To enforce security policies, security device 120 may include a security processor 130 that may be tasked to monitor the content of inbound data packets. Security processor 130 may include one input/output (I/O) port 132 for receiving inbound data packets and another I/O port 134 for appropriately passing inbound data packets within internal network 118 (e.g., passing packets to computer system 122). Security processor 130 may be implemented as a single processor or multiple processors. For example, security processor 130 may include one or more general processors (e.g., a microprocessor) and/or one or more specialized devices (e.g., a co-processor or an application specific integrated circuit (ASIC)). In some embodiments security processor 130 may be implemented as a monolithic structure (e.g., a single integrated circuit), or, in other embodiments, as a distributed structure. Although the exemplary embodiment shows the security processor 130 in the security device 120, a processor or device capable of the functions described herein may be used in any type of computing device including, but not limited to, desktop computers, laptop computers, mobile phones, handheld devices, and the like.
For illustrative purposes, security device 120 may receive a series of data packets 150. For example, computer system 114 may initiate sending data packet series 150 to computer system 122 via the Internet 116. Prior to being delivered to computer system 122, security device 120 may check data packet series 150 for a certain type of data such as viruses or other types of undesirable data. In some embodiments, security device 120 may be part of an intrusion detection system such as the open source network intrusion detection system available under the name Snorts.

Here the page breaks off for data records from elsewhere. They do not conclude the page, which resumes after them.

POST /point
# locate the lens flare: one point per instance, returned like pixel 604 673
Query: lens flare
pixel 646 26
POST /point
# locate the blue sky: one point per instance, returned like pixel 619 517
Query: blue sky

Security processor 130 may include a pattern recognizer 136 for recognizing the data. In some embodiments, pattern recognizer 136 may be implemented in hardware, in software, or a combination thereof. Further, pattern recognizer 136 may implement one or more pattern recognition algorithms for checking data packet content of data packet series 150. One such pattern recognition algorithm is a multi-pattern matching algorithm known to those of ordinary skill in the art, such as the type used in Snort® intrusion detection systems, for determining if portions of the data packets match multiple patterns of interest. Such pattern recognition algorithms may use a considerable amount of time to check the content of all of the data in a data packet series 150. As other data packet series are received by security device 120, the amount of time needed for checking packet content may become significant. In aggregate, the delays may cause a transmission bottleneck to appear at security device 120 that may reduce throughput of the device.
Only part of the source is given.